Rick Porter’s successful 2002 campaign for Clallam County District Court judge was as much about making money as dispensing justice.
He pledged to collect fines without the collection-agency muss, fuss and lost revenue he said plagued his opponent, two-term incumbent Judge John Doherty.
The amount of “collectibles” just sitting there in unpaid fines had reached $7 million, Porter charged.
What Porter called his campaign cornerstone was this: a pay-or-appear program for misdemeanor criminals who were getting away with not paying fines.
The carrot he held out to those who owed fines was a predictable fine-payment plan set in part by those who owed fines.
The stick: If they didn’t pay their fines and did not appear in court to explain why, they could go to jail.
Porter was elected with 52 percent of the vote, and the county has cashed in.
Now Porter is running for re-election, backed by double-barreled success: a flush revenue-generating program and a record of no successful appeals of his decisions in about 70,000 hearings.
He hasn’t heard of anyone who might be running against him.
“I’m not too worried,” he said Wednesday.
Why? He’s got a million-dollar baby on his hands.
Funds feed county
That’s how much the pay-or-appear program has added in extra revenue over three years to the 2006 county general fund of $26 million, which pays for day-to-day government expenses.

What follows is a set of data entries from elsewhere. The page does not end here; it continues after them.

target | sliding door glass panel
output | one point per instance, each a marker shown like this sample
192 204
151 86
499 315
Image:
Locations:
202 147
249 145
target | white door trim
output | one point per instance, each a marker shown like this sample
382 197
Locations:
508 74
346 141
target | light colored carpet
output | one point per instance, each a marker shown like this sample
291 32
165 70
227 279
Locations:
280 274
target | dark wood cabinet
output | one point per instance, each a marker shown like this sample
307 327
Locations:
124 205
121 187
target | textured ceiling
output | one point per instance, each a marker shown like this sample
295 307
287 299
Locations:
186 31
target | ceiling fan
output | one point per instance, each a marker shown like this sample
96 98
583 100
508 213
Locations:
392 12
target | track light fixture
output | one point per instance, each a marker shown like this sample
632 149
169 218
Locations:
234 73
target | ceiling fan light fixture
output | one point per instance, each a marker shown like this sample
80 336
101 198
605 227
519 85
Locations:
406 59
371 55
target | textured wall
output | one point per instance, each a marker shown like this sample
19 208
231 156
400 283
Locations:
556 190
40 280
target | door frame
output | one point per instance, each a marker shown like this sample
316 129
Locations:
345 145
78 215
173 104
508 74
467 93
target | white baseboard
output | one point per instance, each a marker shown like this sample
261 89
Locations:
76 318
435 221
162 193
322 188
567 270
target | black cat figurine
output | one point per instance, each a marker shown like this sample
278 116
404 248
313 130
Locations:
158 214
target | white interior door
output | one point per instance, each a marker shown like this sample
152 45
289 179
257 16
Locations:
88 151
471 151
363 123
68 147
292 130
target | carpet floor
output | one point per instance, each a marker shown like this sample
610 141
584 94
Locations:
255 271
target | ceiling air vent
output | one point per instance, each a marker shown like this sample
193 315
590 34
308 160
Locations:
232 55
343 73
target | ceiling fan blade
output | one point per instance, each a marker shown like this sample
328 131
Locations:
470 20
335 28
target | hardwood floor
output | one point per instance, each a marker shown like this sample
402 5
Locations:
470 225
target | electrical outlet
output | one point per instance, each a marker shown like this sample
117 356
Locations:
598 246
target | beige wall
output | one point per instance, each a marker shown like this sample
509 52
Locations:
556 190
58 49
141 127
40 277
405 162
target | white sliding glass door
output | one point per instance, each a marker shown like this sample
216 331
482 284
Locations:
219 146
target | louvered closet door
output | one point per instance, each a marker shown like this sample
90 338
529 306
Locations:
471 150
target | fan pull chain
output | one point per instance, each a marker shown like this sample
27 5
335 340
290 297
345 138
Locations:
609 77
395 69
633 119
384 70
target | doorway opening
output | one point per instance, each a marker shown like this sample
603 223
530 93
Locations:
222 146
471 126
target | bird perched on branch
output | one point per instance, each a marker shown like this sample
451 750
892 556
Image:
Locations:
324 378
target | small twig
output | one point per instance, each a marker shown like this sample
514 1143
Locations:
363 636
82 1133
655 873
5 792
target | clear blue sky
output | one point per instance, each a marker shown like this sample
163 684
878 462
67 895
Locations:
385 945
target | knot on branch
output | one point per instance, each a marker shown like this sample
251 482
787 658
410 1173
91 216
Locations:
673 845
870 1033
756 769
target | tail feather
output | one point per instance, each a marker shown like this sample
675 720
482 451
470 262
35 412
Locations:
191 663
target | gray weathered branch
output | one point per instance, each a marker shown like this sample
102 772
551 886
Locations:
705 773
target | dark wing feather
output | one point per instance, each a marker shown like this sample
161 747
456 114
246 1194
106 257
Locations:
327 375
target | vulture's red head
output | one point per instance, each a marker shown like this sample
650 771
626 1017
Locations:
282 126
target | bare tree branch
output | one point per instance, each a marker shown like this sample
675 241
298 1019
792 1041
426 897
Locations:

“That’s a new revenue stream that wasn’t addressed previously,” County Auditor Cathleen McKeown said.
It also doesn’t include $200,000 that goes annually to the city of Port Angeles over and above what the city pays the county for court costs, and $700,000 to the state.
“Any extra money we get in over expenses is exciting for any department, especially when you are talking about the court system,” McKeown said.
“They cost money for the citizens of Washington and Clallam County, and whenever I find something like that, I’m excited about it.”
Of 3,156 misdemeanor criminals on the pay-or-appear program since its 2002 inception, 56 percent have completed the regimen.
An additional 4,520 have been on the county Superior Court program since it began in 1999.
Porter processes about 100 pay-or-appear defendants during one court hearing a month. It accounts for about 2 percent of his workload.
How it works
Pay-or-appear participants tell Porter how much they can afford to pay, and that’s the payment amount used — generally about $50 a month. They can pay in cash or credit card.
If they can’t pay the amount, they come to court, tell Porter why they can’t pay, and if they say they are trying, avoid jail. No one has ever gone from his courtroom to jail for not being able to pay.
“The threshold is pretty low,” Porter said.
Those who don’t pay their fines and don’t provide Porter with an explanation by appearing on the pay-or-appear calendar are picked up on warrants for contempt of court.
If they are arrested after court closes, they spend the night in jail unless they post $150 bail.
Then the explanations and promises start over again on the next court date, with fine payers explaining their situation to Porter and pledging to pay their fine.
That usually works.
They see the inside of a cell “very seldom,” Porter said.